But she couldn’t stand this, either. Maybe she should burn the blanket. Maybe she should make a dress out of it and wear it for the rest of her life.
“Petey?” said her mother.
“I’ll be fine.”
Her mother took a great lungful of air, let it out, as if she were settling into a particularly challenging yoga pose. “If you want to talk about it—”
“I don’t.”
Her mother tucked her hair behind her ear and nodded, worry creasing the skin around her eyes. “I love you, you know.”
An ache gathered at the back of Petey’s throat, and she was afraid she would burst into tears. “Did you need me for something?”
“Oh. Well. If you refuse to confide your deepest, darkest secrets to your very receptive and very cool mom, and if you’re not doing anything else, you can bring Darla at the café some more honey and cookies.”
“I can do that,” Petey said, grateful enough to have some kind of task, something to take her out of her house, away from the beeyard and the hum of the bees and the soft trickle of the stream and the smell of the grass and everything that was telling her that maybe she’d made a mistake. She and her mother hooked the wagon onto the back of the battered moped, loaded the wagon with the honey and cookies. Petey jumped on the moped and drove past the Dog That Sleeps in the Lane, who didn’t bother lifting his head. She stopped at the intersection of the lane and the main road, waiting for a truck to pass before she turned. Her feelings shifted from gratitude to amazement that honey would still have to be delivered and dogs would still sleep in lanes and people would go about their business after a girl had ripped out her own heart and crushed it under her boots. It seemed as if there should be a ceremony to mark such an occasion, a day of mourning, maybe even a week or two during which no one would eat or rest or work, and instead sit sadly wearing black and pondering all the ways that people annihilate themselves.

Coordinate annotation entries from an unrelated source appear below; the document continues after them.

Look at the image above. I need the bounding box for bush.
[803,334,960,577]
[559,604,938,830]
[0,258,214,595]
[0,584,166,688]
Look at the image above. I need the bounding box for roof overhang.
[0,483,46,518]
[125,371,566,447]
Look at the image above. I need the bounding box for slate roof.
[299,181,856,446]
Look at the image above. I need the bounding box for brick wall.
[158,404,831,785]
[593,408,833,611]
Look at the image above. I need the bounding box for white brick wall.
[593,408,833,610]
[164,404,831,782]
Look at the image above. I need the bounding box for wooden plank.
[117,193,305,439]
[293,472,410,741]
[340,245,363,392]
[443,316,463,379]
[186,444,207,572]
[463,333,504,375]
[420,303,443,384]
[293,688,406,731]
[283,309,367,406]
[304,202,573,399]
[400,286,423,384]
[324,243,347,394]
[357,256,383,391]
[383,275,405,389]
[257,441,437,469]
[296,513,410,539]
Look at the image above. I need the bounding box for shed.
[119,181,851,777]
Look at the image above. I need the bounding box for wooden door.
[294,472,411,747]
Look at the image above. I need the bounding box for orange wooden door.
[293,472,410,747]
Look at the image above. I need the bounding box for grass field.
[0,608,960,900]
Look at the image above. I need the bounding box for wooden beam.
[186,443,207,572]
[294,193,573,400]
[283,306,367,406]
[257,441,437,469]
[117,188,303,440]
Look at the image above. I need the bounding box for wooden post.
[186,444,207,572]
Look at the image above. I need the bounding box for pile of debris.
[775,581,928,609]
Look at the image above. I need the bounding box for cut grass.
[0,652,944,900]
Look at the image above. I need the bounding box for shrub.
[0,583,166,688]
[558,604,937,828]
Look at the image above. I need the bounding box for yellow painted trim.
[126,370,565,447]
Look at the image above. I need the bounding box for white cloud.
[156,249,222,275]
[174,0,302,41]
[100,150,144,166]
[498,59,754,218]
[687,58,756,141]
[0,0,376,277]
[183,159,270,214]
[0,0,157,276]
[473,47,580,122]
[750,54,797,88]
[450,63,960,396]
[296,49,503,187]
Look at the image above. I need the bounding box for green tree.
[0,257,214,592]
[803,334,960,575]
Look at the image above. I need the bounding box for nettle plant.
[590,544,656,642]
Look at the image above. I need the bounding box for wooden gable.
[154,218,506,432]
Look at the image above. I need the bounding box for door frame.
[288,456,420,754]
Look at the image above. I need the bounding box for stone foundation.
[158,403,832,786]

Describe someone who has had the biggest impact on your life using only adverbs.
Furiously, smoothly, ferociously, surprisingly, deliciously, quickly, slowly.
But instead of finding sad and mournful people pondering all the ways that others annihilate themselves, Petey found the Rude boys lurking around the front of the café. Then Petey found herself pondering the ways in which she might annihilate other people and get away with it.
Frank Rude started in on her as soon as he saw her. “Where’s your boyfriend, Petey?”
“Where’s yours?” said Petey.
Frank flushed and made a sort of jerking motion forward, then fell back, like a dog that suddenly remembered his choke collar.
His brother Derek shoved Frank aside. “Don’t mind him. He’s an ignorant dumbass. You let us know if you need something, okay?”
Petey said, “Huh?”
“It’s not cool, that’s all I’m saying. Right? It’s not cool.” All his brothers except Frank nodded. And Frank nodded when Derek elbowed him in the ribs.
“What’s not cool?” Petey said.
“Stupid Moonface. Doing, you know. What he did.”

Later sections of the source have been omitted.